Explore Surface Area to Volume Ratio

Use the interactive below to change cube size and compare how surface area, volume and SA:V change together. The shaded core is a simple way of showing that, in the same time window, diffusion reaches a smaller proportion of a larger structure. That is why larger organisms need specialised exchange surfaces and transport systems. Open full interactive.

Explore Diffusion

Use the interactive below to change the concentration on each side of the membrane and the particle temperature, then watch how random motion still produces a net movement from the more concentrated side to the less concentrated side. The tracer particle helps show that diffusion does not move every particle in one direction even when the overall pattern does. Open full interactive.

What this simulation does not show

  • Real molecules are far smaller and far more numerous than the dots here. A single breath contains about 10^22 molecules, not 200.
  • Real molecules collide with each other constantly.

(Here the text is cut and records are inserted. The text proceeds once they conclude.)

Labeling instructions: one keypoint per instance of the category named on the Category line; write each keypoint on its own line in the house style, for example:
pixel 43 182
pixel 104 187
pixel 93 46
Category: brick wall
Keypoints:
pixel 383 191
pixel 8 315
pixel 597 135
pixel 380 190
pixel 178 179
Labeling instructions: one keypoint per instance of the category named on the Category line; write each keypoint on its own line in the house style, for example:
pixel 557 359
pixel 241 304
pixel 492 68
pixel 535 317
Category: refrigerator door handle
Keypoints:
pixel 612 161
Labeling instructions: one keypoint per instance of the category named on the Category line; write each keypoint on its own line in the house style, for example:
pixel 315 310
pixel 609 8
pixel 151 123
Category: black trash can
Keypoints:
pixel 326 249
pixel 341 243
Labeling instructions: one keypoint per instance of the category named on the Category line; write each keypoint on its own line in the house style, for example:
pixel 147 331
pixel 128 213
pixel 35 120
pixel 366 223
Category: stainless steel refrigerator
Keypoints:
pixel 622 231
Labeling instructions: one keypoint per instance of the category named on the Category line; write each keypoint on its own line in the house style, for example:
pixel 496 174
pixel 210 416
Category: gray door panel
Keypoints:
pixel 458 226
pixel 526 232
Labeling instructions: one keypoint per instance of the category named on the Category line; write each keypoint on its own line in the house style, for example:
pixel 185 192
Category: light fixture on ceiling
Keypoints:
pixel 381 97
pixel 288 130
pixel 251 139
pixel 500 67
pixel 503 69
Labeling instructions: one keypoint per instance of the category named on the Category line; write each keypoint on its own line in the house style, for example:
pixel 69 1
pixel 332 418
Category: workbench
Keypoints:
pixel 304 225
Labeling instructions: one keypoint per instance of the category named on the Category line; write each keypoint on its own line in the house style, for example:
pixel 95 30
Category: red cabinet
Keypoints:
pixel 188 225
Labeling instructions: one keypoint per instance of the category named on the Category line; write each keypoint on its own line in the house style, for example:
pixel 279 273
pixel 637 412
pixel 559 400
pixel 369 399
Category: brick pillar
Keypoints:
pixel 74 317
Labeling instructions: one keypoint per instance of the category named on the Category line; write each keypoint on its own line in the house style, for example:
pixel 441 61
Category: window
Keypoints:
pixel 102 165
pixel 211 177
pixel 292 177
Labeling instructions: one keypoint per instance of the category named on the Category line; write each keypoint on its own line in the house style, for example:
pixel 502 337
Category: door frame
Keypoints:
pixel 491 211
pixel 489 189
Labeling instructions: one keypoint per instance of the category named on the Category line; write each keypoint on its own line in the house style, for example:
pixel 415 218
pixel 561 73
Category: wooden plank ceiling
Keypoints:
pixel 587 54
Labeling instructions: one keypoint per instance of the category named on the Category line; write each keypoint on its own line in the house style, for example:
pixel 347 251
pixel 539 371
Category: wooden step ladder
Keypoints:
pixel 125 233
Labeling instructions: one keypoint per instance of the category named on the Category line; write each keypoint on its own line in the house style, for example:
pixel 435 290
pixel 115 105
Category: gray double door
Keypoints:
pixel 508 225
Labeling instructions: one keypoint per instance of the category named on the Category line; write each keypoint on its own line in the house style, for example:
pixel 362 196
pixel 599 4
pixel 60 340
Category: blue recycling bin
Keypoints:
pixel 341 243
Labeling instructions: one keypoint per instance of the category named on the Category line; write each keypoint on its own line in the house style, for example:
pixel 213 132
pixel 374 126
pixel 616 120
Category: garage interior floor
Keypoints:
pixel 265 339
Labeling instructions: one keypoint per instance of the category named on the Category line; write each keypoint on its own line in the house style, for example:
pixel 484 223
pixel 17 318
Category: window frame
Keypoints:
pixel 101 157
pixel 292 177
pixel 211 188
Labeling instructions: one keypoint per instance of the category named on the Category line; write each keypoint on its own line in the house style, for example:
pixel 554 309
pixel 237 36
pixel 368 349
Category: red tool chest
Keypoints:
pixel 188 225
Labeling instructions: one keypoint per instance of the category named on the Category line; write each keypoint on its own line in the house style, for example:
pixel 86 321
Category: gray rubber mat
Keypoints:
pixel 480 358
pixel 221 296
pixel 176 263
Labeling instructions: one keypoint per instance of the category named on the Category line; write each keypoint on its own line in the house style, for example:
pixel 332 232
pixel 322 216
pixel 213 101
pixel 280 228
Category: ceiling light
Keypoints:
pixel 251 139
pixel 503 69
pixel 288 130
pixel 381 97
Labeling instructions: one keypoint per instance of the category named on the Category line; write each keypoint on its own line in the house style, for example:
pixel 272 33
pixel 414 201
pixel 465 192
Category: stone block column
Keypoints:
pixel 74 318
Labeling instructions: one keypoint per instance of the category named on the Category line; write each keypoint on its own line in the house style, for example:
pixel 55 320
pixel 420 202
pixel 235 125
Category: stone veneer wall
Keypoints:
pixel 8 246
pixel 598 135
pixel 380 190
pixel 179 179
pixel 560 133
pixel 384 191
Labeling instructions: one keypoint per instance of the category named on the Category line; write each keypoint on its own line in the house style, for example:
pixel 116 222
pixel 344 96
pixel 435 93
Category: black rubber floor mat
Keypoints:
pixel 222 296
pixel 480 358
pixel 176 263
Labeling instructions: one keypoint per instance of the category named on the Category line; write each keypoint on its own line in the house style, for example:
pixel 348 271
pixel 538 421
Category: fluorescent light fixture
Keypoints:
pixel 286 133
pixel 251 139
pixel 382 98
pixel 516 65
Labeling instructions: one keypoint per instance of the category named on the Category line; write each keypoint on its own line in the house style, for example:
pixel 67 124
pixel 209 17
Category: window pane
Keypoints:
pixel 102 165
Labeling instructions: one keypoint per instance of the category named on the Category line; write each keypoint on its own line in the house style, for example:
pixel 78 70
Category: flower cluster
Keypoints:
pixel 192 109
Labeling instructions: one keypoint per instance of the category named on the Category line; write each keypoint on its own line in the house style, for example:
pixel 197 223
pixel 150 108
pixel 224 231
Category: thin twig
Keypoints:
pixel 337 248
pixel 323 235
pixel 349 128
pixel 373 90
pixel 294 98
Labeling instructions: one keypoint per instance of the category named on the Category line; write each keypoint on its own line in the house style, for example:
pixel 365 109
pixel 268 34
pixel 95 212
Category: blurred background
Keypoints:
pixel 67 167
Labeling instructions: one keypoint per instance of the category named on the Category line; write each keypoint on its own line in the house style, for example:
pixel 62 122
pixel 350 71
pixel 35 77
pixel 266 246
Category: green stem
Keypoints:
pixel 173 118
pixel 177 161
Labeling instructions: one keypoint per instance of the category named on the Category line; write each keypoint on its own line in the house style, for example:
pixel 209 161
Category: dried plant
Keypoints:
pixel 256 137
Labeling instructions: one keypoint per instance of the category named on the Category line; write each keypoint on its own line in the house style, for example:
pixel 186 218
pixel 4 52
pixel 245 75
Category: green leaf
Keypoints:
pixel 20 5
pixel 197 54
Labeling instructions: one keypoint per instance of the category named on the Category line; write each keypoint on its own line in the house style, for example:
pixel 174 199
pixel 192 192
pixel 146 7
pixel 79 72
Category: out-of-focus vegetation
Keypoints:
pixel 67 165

Here the particles pass through each other so the random motion is easier to see, but that is a simplification.
  • A real cell membrane is not an open gap. It is a phospholipid bilayer, and only some small molecules cross it easily. Here the membrane is shown as fully permeable so the concentration gradient stays as the main focus.

Osmosis is the movement of water molecules through a partially permeable membrane from a dilute solution to a more concentrated solution, or from high water potential to low water potential. The same direction can also be described as movement from high water concentration to low water concentration. It is passive — no energy is needed.

Important concepts in osmosis:

  • A dilute solution has a high water potential; a concentrated solution has a low water potential. Water always moves from high to low water potential.
  • If an external solution has the same concentration as a cell, it is described as isotonic — no net movement occurs.
  • If the external solution is hypertonic (more concentrated than the cell), water moves out of the cell. In animals this causes the cell to shrivel. In plants the cell membrane can pull away from the cell wall — a process called plasmolysis.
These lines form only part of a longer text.